There’s also no practical limit on the amount of metadata that can be associated with any given object. With many S3 systems there’s a surprisingly small number of tags that can be added. Which is a shame really, because the more metadata you add the easier it is to find the content you want at a later date, in a day, a year or maybe in the next decade.
This becomes particularly powerful when you’re working on a project. Let’s take video editing as an example. Full projects comprising hundreds of files that get very dense when you’re working on a lot of different things. Personally, I do my editing in Adobe Premiere. I often end up with duplicates of music. It’s annoying. If I want to pull an 80s style synth track into my timeline I’d usually have to go through my file structure to find it. Or copy it. But there’s a solution for Adobe Premiere with our object storage. Perfirey Panel is a plugin for Adobe Premiere. Adobe allows certain developers to integrate with their API and create panels, which are the digital workspaces that facilitate a video project.
The Perifery Panel provides content browsing, advanced metadata search, metadata enrichment, and the ability to drag and drop files from your object store onto the Adobe timeline. So one place to look for new media and the ability to update descriptions of that media. For example, if you’re adding a clip to a timeline and want to add a note that it contains a shark jumping over a man then you can. And the panel will update the metadata on the SymplyPERIFERY storage itself.

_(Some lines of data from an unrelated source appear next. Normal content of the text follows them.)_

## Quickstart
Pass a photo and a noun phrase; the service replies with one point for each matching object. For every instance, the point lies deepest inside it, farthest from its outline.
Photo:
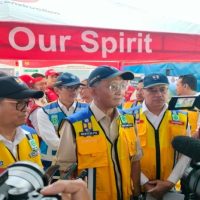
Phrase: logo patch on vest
(176, 122)
(54, 120)
(89, 133)
(124, 122)
(34, 154)
(128, 125)
(33, 144)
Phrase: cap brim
(52, 74)
(128, 75)
(25, 94)
(69, 84)
(155, 84)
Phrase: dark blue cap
(105, 72)
(14, 88)
(155, 79)
(67, 79)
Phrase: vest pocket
(92, 152)
(177, 130)
(131, 143)
(142, 134)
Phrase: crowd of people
(124, 143)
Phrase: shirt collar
(146, 110)
(63, 106)
(20, 134)
(98, 113)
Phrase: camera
(23, 180)
(190, 182)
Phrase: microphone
(187, 146)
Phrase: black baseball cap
(13, 88)
(155, 79)
(67, 79)
(105, 72)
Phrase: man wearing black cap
(157, 126)
(50, 116)
(16, 143)
(103, 140)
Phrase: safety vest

You can also use Premiere to create new metadata fields and populate them with information. There’s no limit to what you can create or describe. Uniquely this happens instantaneously without having to save or carry out any other operations. The updated metadata or new metadata fields are automatically and instantly updated on SymplyPERIFERY. Users accessing the objects in real time via the SymplyPERIFERY browser will see the same metadata that you do in Premiere. And if you’re using an application such as a media asset manager, this will also have immediate visibility of the new and updated metadata stored with the object.

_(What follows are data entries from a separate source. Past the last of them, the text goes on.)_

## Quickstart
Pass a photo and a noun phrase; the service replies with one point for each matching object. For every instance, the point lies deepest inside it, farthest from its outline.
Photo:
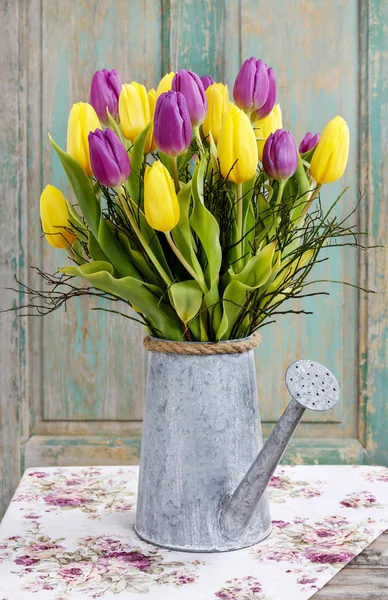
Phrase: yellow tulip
(161, 204)
(165, 84)
(82, 120)
(218, 104)
(150, 144)
(264, 127)
(331, 154)
(237, 143)
(54, 215)
(134, 109)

Game changing for projects at scale. And it’s made possible because SymplyPERFIERY stores objects along with the data that describes them. Storage that uses file systems can’t do this. Historically, with file systems, there was no good way to easily get additional metadata associated with a file – you needed a database to do that. So it’s more than likely that you needed a media asset manager.
Using the Perifery Panel you can have operators logging content, with the ability to directly enrich metadata from within Adobe Premiere. The enriched metadata is then forever associated with the object, so as the object moves through production, maybe going to other editors, other adobe applications, MAMs or transferring between SymplyPERIFERY clusters, the data and metadata remain encapsulated.